Excitement got the best of him, and he made his mama and Nana bring him over a little earlier than Stephanie's scheduled doctor's visit.
With Lane napping, I had a little Drew time all for myself.
We made it rain popcorn.
Then added some M&M's to the bowls as we munched on our treat and watched old episodes of Tom & Jerry.
The short hair didn't miss out either. Eventually, once all the treats were gone, she climbed on to the couch and the three of us snuggled together and waited for Lane to wake.
When he did, we headed outside to enjoy the cooler (than 100 degrees) weather Monday gave us and draw on the driveway with chalk. (A going away gift from Val to Lane.)
The boys played together so nicely. These two boys who will soon be big brothers.
The curly blond hair boy has got it down. He's ready to be a big brother. We know he'll do just fine. He loves babies. Always asking to help feed a babe. Hold a babe. Help a babe put on his shoes.
He's got it down pat. Stephanie's ready to deliver our newest addition and begin the newest phase of her life. The Ward family is ready.
As for us, I'm not so sure. It hit me last week at my monthly appointment. I'm going to have two babes. I got excited. I couldn't stop talking about our newest little babe, who is growing just as he should be.
Papa's been excited. He's ready. Ready for two boys to take on camping trips. Two boys to wrestle. Two boys to teach to hunt one day. Two boys to love.

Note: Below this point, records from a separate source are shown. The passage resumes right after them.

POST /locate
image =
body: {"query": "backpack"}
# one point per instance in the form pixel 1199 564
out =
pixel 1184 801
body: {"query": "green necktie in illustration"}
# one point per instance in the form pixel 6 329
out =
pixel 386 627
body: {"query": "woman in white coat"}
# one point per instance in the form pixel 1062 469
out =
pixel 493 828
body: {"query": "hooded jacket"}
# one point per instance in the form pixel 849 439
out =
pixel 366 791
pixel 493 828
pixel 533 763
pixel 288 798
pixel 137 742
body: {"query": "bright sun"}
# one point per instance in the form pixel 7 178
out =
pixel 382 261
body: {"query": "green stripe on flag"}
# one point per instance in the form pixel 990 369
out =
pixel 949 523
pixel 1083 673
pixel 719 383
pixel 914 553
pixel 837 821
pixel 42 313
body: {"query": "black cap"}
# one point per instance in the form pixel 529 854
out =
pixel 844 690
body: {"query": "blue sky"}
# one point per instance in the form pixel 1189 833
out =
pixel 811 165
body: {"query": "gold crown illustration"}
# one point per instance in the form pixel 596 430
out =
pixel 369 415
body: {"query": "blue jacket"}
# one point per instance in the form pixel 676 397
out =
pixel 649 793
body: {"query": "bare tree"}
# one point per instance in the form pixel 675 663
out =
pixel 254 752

And then there's me. I know I've got enough love in me for two babes. I know I'll recognize his face as soon as we meet. I know I'll feel the same way I did with Lane - unstoppable love and the feeling as though I've known this little person my entire life.

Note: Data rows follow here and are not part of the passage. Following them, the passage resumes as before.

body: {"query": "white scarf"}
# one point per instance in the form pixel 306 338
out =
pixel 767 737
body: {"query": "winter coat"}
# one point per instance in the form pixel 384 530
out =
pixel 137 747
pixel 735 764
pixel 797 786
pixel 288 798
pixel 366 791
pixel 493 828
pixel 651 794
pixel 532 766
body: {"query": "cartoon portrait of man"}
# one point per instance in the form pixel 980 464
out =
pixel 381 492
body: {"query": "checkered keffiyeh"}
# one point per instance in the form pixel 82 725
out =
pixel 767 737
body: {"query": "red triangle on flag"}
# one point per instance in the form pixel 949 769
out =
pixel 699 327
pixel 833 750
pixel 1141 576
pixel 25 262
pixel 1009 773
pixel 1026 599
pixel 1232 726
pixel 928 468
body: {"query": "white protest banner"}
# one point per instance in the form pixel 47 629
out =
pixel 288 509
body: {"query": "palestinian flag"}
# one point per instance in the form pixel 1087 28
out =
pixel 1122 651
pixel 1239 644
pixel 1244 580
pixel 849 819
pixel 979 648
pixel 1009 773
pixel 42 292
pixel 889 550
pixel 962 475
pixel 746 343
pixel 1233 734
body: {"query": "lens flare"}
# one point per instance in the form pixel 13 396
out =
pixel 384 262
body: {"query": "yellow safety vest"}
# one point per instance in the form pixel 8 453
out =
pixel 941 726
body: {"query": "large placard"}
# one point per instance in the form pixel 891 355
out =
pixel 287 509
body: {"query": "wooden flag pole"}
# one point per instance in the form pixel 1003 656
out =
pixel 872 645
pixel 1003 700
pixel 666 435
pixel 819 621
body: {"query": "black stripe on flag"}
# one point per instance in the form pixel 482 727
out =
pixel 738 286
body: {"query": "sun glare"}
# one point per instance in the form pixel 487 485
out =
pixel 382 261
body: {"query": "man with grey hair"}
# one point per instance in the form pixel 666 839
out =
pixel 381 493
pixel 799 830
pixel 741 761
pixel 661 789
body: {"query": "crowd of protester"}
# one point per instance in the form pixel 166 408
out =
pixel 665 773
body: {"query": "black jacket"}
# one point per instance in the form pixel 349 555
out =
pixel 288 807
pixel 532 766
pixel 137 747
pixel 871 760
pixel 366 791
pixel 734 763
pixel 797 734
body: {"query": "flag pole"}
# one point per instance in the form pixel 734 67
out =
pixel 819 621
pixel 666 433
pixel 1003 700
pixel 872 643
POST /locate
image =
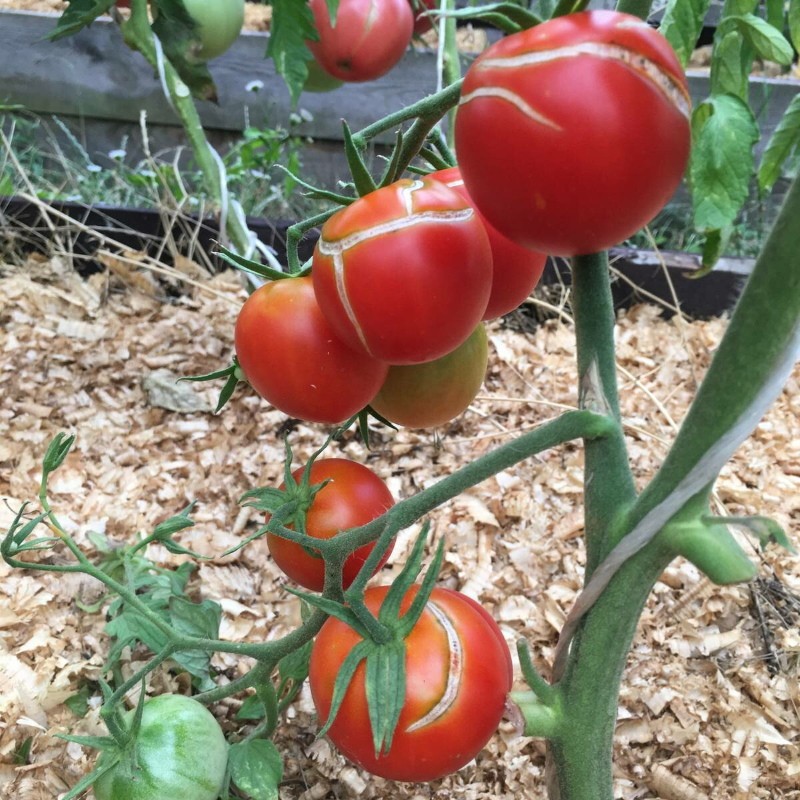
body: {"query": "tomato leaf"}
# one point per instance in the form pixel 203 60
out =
pixel 292 24
pixel 681 25
pixel 723 134
pixel 785 141
pixel 730 66
pixel 256 768
pixel 77 15
pixel 177 33
pixel 385 685
pixel 768 42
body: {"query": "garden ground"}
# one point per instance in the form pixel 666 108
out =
pixel 705 711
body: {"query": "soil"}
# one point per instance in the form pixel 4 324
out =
pixel 705 712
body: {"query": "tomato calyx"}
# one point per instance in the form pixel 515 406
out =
pixel 383 647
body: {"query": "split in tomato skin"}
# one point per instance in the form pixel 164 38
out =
pixel 458 674
pixel 516 270
pixel 291 356
pixel 353 496
pixel 593 112
pixel 368 38
pixel 404 273
pixel 436 392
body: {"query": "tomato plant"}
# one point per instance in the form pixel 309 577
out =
pixel 515 269
pixel 404 273
pixel 593 112
pixel 458 673
pixel 433 393
pixel 293 359
pixel 353 496
pixel 219 23
pixel 367 39
pixel 180 753
pixel 422 22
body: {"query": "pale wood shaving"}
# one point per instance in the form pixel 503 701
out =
pixel 701 716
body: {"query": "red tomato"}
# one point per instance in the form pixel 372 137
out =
pixel 458 673
pixel 431 394
pixel 404 272
pixel 590 116
pixel 515 269
pixel 292 358
pixel 368 38
pixel 354 496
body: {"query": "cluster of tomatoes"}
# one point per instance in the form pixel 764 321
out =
pixel 458 665
pixel 391 315
pixel 570 136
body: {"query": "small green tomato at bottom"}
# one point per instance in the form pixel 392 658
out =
pixel 180 754
pixel 435 392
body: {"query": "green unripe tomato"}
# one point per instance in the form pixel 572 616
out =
pixel 435 392
pixel 181 754
pixel 219 23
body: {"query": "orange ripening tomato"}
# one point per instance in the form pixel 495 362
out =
pixel 368 38
pixel 354 496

Then why do I have moments of sadness. Moments when I feel like I'm taking so much away from my first babe. The babe who made me a mama. Our days are spent together. Playing, reading, singing, snuggling, loving. Most of the time, it is just me and my boy.

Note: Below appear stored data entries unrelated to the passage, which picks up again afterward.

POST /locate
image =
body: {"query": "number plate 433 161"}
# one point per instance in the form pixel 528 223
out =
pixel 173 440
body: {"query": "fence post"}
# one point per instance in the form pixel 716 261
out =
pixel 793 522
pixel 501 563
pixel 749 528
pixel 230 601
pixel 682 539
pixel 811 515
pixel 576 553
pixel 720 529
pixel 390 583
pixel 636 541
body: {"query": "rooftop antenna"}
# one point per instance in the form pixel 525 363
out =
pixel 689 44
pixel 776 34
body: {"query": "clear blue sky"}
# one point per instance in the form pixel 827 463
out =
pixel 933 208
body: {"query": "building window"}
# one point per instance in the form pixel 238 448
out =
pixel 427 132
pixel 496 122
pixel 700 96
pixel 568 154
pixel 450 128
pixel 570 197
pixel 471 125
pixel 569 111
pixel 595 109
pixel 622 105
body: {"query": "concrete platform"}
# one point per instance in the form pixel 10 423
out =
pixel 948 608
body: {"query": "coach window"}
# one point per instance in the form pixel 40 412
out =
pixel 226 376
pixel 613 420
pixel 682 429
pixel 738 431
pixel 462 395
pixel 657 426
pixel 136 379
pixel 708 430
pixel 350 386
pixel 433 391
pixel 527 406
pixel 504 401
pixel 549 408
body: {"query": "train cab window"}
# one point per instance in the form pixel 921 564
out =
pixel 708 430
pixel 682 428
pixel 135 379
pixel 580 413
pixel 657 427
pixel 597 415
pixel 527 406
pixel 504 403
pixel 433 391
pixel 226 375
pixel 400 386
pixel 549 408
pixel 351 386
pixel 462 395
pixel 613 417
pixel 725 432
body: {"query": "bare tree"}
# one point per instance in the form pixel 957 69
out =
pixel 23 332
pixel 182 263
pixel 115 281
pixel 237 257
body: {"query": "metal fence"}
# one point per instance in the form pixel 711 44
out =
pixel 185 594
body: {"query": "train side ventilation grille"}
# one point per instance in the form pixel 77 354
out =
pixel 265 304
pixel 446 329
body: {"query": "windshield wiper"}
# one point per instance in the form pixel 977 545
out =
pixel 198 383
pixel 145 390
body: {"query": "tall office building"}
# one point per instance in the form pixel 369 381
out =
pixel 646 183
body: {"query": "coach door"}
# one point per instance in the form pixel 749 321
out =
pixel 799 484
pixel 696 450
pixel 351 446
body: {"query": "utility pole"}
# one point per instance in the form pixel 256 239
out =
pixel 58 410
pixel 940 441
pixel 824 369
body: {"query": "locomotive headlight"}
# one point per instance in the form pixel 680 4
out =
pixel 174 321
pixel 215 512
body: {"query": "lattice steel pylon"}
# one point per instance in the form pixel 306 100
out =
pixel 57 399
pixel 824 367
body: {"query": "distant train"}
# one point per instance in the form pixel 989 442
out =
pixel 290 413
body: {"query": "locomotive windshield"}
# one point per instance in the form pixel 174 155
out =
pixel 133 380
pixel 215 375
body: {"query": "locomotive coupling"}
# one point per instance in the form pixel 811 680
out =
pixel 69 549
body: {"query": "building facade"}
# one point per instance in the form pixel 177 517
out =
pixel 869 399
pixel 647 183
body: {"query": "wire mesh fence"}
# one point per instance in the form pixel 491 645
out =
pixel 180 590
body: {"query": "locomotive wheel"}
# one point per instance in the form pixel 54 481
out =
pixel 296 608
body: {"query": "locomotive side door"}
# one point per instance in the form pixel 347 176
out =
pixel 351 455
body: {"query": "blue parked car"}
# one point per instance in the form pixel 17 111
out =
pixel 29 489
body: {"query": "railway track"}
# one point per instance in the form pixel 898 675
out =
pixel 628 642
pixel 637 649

And I wonder what life will be like when it is just me and my boys. Will Lane feel sad? Have Papa and I made a selfish decision? Should we have given Lane more time to himself?
I look at this face and feel so much love. I don't ever want him to feel as if I don't love him as much tomorrow as I do today. Will he know that once another babe takes up some of time?
I've been reassured by other mama's of two that this feeling is normal. That, there is in fact, enough love in your heart for both. That these fears of hurting one while loving another will soon disappear after the birth of your second.
Yes, there will be jealously. There will be an adjustment period. So, as we meet the halfway mark of this pregnancy, I've decided to designate one day a week our date day.
I know we're together every day. But, on this one day, I'm going to take my babe out for some fun. We went Wednesday. Mama and me class and lunch at Chick-fil-A - just the two of us. We talked and played and I reminded him of the day he became mine. Of the day he made me mama. I thanked him and reminded him how much I love him.
I told him we'd have a babe soon. A special house guest. However, he will always be my love. I plan to take my babe out each week - even after the babe arrives - for a special date.
To remind him how much he means to me.
Until then, Lane and I will continue to enjoy all the beauty that surrounds us. The friends we have. The good times we share. The new babes in our life. And these special house guests who played alongside us Monday afternoon - Mrs. Flutterby and Mr. Hopper.
It is completely normal to feel that way. I had doubts up until I layed eyes on Madelyn. I had no idea how I could ever love someone like I love Damian. The minute I saw her and held her she was mine and I loved and adored her the way I love Damian. My relationship is different which each of them (probably becasue of being different genders), but I love them very much the same. I can't imagine life without Madelyn and you will feel the same way the second #2 arrives. Having another one makes it so much more fun!